Mais nous pouvons nous épargner toutes ces complications — prononcer des vœux, les annuler, nous retrouver liés par nos propres paroles — simplement en suivant le conseil de Chammaï l’Ancien : « Parle peu et agis beaucoup » (Avot 1:15). Ne promettez pas de faire quelque chose : faites-le. [Il existe même une opinion dans le Talmud de Jérusalem selon laquelle il serait interdit de parler pendant chabbat !]
Nous sommes réunis ici, ce chabbat, pour célébrer ouvertement la bar-mitsva de Charles, tout en portant, dans la discrétion du Chabbat, le deuil d’Éric Aboudi, de mémoire bénie. Éric était un pilier de notre communauté qui incarnait une grande part de ce dont j’ai parlé aujourd’hui : la modestie, l’honnêteté, une voix puissante, un homme de parole.
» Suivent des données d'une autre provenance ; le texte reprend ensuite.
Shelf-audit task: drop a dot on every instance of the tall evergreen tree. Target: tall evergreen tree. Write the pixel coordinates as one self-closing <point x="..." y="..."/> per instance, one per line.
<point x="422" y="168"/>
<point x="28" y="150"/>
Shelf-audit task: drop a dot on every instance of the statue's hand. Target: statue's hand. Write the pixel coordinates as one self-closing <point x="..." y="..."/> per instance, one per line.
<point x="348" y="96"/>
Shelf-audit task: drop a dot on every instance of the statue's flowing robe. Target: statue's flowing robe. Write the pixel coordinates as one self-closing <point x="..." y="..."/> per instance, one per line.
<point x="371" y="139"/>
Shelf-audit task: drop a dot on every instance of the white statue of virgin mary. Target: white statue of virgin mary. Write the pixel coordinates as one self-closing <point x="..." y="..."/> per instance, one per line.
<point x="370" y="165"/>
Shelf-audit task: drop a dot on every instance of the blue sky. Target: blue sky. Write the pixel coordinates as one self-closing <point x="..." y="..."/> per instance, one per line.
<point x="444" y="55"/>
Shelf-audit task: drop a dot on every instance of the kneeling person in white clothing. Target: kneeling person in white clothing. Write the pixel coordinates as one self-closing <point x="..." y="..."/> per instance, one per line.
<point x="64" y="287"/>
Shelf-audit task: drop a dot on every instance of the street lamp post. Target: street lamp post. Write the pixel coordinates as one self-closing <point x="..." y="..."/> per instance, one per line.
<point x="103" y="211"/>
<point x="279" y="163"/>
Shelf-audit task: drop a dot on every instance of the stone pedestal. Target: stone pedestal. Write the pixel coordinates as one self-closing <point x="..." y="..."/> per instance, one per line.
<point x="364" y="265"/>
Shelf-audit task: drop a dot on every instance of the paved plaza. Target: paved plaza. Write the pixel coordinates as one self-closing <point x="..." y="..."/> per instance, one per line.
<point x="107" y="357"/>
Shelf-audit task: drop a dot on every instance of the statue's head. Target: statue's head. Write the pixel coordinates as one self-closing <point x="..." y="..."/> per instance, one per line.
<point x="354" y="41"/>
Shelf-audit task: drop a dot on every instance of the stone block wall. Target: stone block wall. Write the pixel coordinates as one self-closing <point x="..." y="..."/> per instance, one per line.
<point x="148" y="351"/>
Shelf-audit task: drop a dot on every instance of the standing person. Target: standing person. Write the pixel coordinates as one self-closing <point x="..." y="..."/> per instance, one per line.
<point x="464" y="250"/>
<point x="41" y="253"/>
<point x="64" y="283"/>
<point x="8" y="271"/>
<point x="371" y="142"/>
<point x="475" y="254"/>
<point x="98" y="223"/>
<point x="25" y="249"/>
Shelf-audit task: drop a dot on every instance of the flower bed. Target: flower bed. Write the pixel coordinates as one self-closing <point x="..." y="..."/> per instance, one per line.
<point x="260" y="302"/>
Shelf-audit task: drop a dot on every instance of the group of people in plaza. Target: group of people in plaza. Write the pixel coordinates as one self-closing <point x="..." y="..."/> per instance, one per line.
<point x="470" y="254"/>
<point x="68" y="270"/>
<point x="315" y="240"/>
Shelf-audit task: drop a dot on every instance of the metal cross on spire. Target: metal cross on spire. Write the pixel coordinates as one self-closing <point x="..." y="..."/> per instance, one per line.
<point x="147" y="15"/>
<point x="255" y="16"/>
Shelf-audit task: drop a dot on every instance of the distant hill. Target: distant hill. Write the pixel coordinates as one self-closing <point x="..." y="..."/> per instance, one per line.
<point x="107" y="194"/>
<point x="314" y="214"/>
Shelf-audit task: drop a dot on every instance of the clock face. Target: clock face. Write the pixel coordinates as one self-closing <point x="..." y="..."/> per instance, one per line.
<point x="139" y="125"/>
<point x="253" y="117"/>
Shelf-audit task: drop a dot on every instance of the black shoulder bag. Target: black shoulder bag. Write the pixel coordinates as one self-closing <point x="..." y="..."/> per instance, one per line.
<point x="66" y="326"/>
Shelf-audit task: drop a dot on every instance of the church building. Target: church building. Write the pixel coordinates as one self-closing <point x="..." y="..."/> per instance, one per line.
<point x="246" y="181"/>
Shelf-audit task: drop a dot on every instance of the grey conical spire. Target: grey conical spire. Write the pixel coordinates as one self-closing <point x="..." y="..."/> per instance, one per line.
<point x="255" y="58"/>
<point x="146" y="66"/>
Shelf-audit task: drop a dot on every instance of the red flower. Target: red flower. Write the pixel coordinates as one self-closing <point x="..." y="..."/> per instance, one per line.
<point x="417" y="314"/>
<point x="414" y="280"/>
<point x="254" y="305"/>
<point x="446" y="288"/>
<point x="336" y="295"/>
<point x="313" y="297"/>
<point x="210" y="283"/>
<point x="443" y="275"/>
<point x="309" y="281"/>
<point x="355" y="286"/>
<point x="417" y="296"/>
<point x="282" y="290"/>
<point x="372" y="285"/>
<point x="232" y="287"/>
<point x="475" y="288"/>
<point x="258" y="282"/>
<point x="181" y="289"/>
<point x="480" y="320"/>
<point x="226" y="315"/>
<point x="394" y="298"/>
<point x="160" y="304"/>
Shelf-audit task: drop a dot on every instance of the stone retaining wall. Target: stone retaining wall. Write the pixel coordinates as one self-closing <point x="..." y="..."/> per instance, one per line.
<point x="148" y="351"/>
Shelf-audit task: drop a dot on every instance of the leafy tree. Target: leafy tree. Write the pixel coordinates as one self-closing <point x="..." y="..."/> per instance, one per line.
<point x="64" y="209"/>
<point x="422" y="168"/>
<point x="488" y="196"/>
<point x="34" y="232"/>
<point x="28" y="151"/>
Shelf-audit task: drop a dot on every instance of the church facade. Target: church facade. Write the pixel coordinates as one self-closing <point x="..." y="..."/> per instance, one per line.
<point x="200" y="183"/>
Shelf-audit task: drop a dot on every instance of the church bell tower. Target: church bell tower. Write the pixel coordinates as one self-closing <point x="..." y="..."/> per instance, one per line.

Je terminerai par un verset qui pourra te servir de guide, Charles, ainsi qu’à chacun d’entre nous. Ce verset décrit Éric Aboudi z”l, la manière dont il parlait, et les mots qu’il a chantés avec tant de douceur et de beauté pendant tant d’années.
מי האיש החפץ חיים, אוהב ימים לראות טוב
נצור לשונך מרע ושפתיך מדבר מרמה
סור מרע ועשה טוב, בקש שלום ורדפהוQuel est l’homme qui désire la vie, qui aime les jours qui lui sont donnés en ce monde et souhaite voir le bien ? [Un tel homme doit] préserver sa langue du mal et ses lèvres de toute parole trompeuse. Éloigne-toi donc du mal et fais le bien ; recherche la paix et poursuis-la (Psaume 34,13-15).
Chabbat chalom.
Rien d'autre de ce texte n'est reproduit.